Hindustan Times, New DElhi | By
Jun 11, 2017 09:02 AM IST

The Delhi Development Authority , which regulates building rules in the city, fabricated public feedback to increase the floor area ratio (FAR), or the built-up area, of these projects from 2 to 2.30.

The Delhi Development Authority (DDA) used fraudulent means to tweak building norms, allowing private realtors to construct more flats in housing projects meant for the poor and sell them at a higher price, an HT investigation has found.

DDA flats in Sector 34 in Rohini area in New Delhi.(Sushil Kumar/HT File PHOTO)
DDA flats in Sector 34 in Rohini area in New Delhi.(Sushil Kumar/HT File PHOTO)
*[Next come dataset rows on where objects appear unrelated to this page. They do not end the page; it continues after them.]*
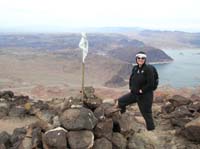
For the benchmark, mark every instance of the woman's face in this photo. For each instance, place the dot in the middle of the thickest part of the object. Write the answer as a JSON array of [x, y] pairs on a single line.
[[140, 60]]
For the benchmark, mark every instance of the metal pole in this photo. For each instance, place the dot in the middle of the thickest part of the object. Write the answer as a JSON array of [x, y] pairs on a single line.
[[83, 73]]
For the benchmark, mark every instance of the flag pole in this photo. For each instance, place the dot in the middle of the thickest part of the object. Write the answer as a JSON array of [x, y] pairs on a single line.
[[83, 44], [83, 76]]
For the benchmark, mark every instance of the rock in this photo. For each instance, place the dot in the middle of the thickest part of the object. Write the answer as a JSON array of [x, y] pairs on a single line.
[[3, 112], [89, 92], [105, 110], [178, 100], [118, 140], [56, 122], [180, 112], [195, 97], [100, 111], [26, 143], [5, 139], [21, 100], [194, 107], [192, 130], [40, 105], [78, 119], [143, 140], [36, 137], [116, 81], [102, 143], [18, 135], [46, 115], [92, 101], [56, 138], [71, 102], [7, 95], [17, 111], [167, 108], [180, 122], [128, 124], [44, 126], [104, 129], [83, 139], [2, 146]]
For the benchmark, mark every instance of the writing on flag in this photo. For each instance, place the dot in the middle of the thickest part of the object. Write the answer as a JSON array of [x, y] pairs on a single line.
[[83, 44]]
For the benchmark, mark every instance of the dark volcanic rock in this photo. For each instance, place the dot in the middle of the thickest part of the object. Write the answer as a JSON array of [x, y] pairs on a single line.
[[104, 129], [80, 139], [192, 130], [102, 143], [56, 138], [5, 139], [178, 100], [116, 81], [119, 141], [78, 119]]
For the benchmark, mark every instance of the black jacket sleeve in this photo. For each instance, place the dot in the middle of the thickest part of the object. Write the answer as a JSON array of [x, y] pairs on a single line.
[[149, 80]]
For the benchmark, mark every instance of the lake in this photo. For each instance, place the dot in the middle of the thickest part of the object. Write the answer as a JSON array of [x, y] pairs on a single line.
[[184, 71]]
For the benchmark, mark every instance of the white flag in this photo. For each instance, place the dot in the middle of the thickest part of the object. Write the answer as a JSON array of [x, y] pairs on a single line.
[[84, 45]]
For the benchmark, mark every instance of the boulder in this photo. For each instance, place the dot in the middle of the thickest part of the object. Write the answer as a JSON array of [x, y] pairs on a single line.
[[81, 139], [118, 140], [46, 115], [128, 124], [178, 100], [167, 108], [92, 101], [78, 119], [192, 130], [17, 111], [17, 136], [5, 139], [36, 135], [7, 95], [105, 110], [143, 140], [104, 129], [56, 138], [102, 143]]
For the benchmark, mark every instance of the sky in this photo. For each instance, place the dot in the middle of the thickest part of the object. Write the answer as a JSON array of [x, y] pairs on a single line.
[[182, 15]]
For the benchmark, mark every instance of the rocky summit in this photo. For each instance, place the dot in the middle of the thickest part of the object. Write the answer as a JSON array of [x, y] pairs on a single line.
[[94, 123]]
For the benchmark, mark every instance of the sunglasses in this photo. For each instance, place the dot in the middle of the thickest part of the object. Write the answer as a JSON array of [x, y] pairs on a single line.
[[141, 58]]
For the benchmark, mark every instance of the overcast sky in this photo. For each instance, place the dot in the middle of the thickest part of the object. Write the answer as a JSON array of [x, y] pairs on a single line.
[[181, 15]]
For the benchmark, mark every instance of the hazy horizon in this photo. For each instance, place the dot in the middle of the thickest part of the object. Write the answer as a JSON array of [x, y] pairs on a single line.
[[63, 15]]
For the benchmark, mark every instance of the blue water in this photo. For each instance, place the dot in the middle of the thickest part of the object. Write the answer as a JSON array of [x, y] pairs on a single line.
[[184, 71]]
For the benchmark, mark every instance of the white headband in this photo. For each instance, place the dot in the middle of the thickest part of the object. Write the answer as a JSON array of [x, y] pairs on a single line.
[[141, 55]]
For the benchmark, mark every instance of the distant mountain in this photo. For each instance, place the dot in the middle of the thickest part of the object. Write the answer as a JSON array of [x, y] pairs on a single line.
[[111, 45], [167, 39]]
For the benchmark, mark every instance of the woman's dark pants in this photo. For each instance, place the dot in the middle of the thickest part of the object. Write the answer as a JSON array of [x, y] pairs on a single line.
[[144, 103]]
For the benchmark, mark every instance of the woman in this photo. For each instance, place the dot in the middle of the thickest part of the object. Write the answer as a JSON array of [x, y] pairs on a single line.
[[141, 90]]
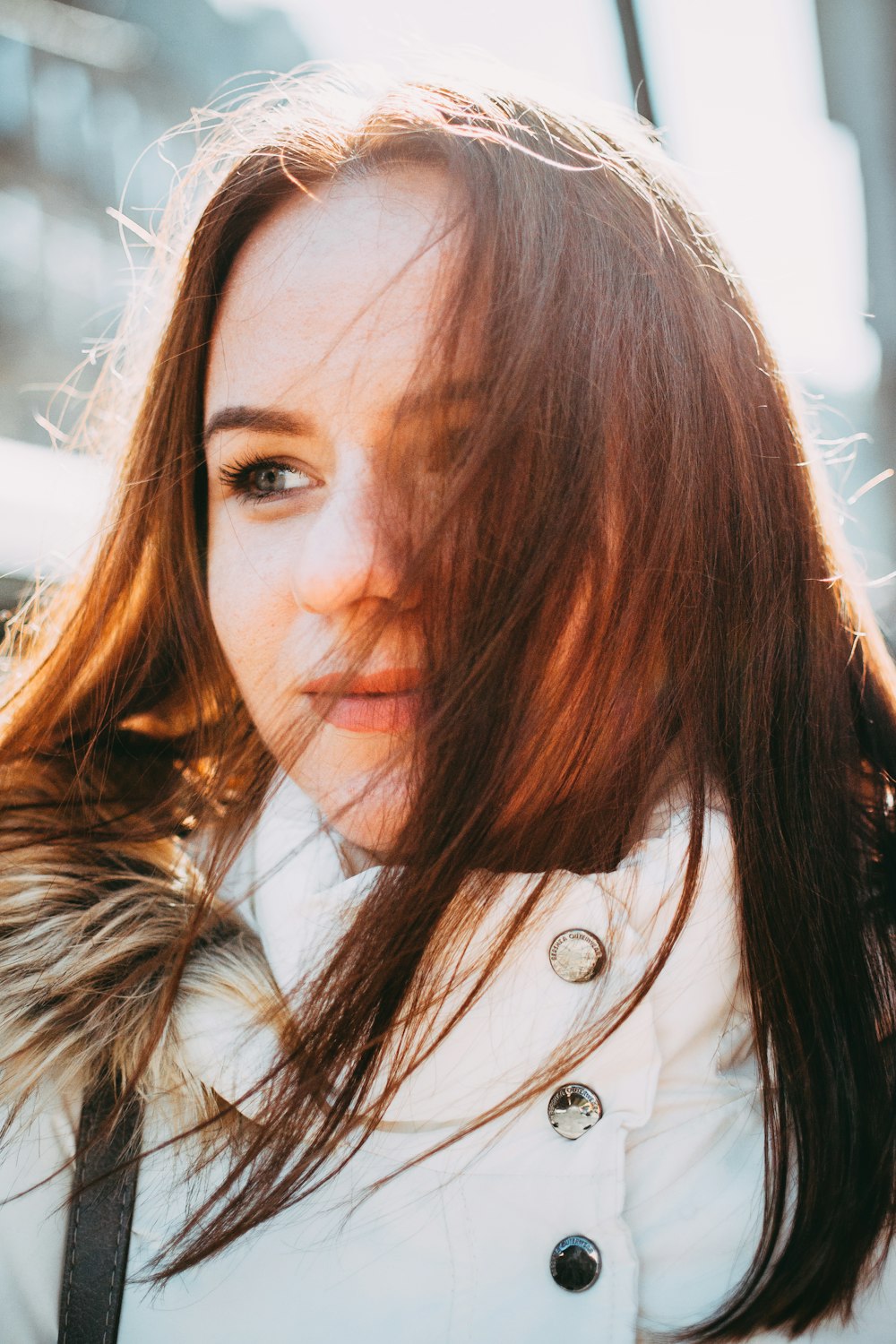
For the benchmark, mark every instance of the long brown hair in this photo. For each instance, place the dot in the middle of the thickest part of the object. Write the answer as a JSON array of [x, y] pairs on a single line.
[[634, 443]]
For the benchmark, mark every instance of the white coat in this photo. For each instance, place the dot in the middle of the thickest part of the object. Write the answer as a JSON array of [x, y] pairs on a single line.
[[668, 1185]]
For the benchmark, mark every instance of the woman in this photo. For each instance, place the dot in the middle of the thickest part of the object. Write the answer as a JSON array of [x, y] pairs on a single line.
[[466, 516]]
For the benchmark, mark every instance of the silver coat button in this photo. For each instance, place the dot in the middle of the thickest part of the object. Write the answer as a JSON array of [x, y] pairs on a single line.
[[575, 1263], [576, 956], [573, 1110]]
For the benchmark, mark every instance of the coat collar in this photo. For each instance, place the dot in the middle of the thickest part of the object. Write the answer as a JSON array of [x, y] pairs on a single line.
[[303, 902]]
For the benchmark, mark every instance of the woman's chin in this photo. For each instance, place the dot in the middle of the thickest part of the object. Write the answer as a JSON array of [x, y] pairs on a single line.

The DDA, which regulates building rules in the city, fabricated public feedback to increase the floor area ratio (FAR), or the built-up area, of these projects from 2 to 2.30. This allowed at least four private companies to build flats on 15% more FAR in their housing schemes.

The rules were changed in 2009 and again four years later. The first time, the agency cited “suggestions and objections” from 1,374 people from city slums and colonies to alter FAR norms. The second time it changed rules to allow builders to sell 50% of the flats at market rate under the changed FAR norms.

An HT investigation based on a Right to Information (RTI) reply found that many of the so-called respondents cited neither gave any feedback to the DDA nor demanded any change to FAR norms.

Forty five-year-old Kamla, a resident of RK Puram’s Parvatiya camp, is a respondent cited by the DDA. “I don’t have any idea about any policy for which I had ever given any suggestion,” said Kamla, who uses only one name and makes a living as a domestic help.

Veera Swami, another so-called respondent, runs a food shop in Saraswati Camp. He too denied making any suggestion to the DDA.

HT met with dozens of other people cited by the DDA in the slums of Shiv Vihar and Jhandewali Basti in north Delhi and Parvatiya Camp and Saraswati Camp in the city’s south. All of them denied they made representations to the DDA.

Emails and phone calls to DDA vice chairman Udai Pratap Singh went unanswered. When HT contacted then vice chairman Ashok Kumar about the change of rules to the city’s “master plan” in 2009, he said: “I don’t remember as it’s an eight year old issue.”

A senior DDA official sought to explain the fabrication, saying the feedback had to be made up to meet requirements under the law.

“It’s a futile exercise as we hardly get any response from people,” said the official who didn’t wish to be named.

Given that the size of the flats and market rates vary significantly across projects, it wasn’t possible to put a value on the extra 15% FAR allowed to private builders.

The tweaked policy proved helpful for at least four developers, including DLF and Parsvnath.

“The amendment was made by the government and we have to abide by that,” said Rajeev Talwar, CEO of DLF.

Sunit Sachar, a senior vice president of Parsvnath, said: “If government amends a norm we have to go by that, irrespective of whether it’s in our favour or against us.”

The trail of events goes back to 2008 when a business lobby urged the central urban development ministry to allow 15% extra FAR in subsidised housing projects they build for the poor. The ministry forwarded the request to the DDA, which sought suggestions and objections from the people on January 20, 2009.

In May the same year, the DDA approved the amendment and increased the buildable area from 2 to 2.30.

“DDA officials fabricated a list showing that 1,374 objections and suggestions were received by them and out of these, approximately 670 people personally appeared before the board of inquiry set up by the authority for this purpose,” said an official of Delhi-based NGO Sabke Liye Aawas Sangthan, which filed the RTI query about the so-called respondents. The official didn’t want to be identified for fear of persecution.

“When I asked the authority to provide a list of 670 people who attended the board of inquiry it didn’t find the record.”